Earthquake warning in the air?
Whenever there was a moderate or big earthquake there was indeed a large increase in air conductivity.
April 25 will be the first anniversary of Nepal’s devastating earthquake — the country’s worst natural disaster since the 1934 Nepal-Bihar earthquake. The magnitude 7.8 quake killed over 9,000 people and injured over 23,000. With prior warning many of those lives could have been saved. Most seismologists believe that predicting earthquakes is impossible.
However, Friedemann Freund, a researcher at NASA believes he has found a subtle signal emitted in the hours before the tremors start. A mineral physicist by background, Freund’s idea originated from attempts to produce electricity by putting rocks under stress. In 2006 he showed that a block of granite under pressure could produce an electrical current, due to mineral defects unsettling electrons.
By 2009 he showed that this process caused air molecules to ionise above the surface of the rock. At that point he wondered if the build-up of stress prior to an earthquake would ionise the air molecules above the fault.
Ian Main, an earthquake scientist at the University of Edinburgh, is skeptical of the hypothesis. “The problem is how these processes scale to the much larger spatial and temporal scales in a much more complex material involved in earthquakes,” he says.

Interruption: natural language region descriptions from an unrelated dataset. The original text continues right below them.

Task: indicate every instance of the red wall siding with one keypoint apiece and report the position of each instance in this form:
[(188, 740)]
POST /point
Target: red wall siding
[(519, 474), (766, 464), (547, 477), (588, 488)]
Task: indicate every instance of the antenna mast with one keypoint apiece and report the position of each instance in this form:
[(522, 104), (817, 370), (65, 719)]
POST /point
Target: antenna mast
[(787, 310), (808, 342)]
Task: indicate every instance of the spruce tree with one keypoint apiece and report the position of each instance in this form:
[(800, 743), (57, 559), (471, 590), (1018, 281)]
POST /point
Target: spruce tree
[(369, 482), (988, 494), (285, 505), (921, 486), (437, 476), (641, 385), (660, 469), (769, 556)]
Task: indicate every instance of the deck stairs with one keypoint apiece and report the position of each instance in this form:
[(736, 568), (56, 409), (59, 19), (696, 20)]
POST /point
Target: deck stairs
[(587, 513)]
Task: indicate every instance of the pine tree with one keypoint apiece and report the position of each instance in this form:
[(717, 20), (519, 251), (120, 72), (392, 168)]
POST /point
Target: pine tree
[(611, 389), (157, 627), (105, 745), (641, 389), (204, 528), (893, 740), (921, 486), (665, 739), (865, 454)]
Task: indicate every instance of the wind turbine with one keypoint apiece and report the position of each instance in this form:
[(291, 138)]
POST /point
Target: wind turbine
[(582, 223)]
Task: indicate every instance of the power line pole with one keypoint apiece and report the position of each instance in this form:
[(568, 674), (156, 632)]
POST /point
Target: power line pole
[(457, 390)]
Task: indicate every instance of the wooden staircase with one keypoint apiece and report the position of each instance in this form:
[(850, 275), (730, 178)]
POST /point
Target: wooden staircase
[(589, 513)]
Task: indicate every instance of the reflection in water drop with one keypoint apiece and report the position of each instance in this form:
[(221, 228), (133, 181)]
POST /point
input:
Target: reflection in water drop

Nonetheless, Freund is testing his theory, using air conductivity sensors to monitor changes along fault lines in Alaska and on the San Andreas Fault in California. “Whenever there was a moderate or big earthquake there was indeed a large increase in air conductivity,” he says. Now he is working towards a Global Earthquake Forecast System aiming to issue alerts at least 24 hours before an earthquake strikes.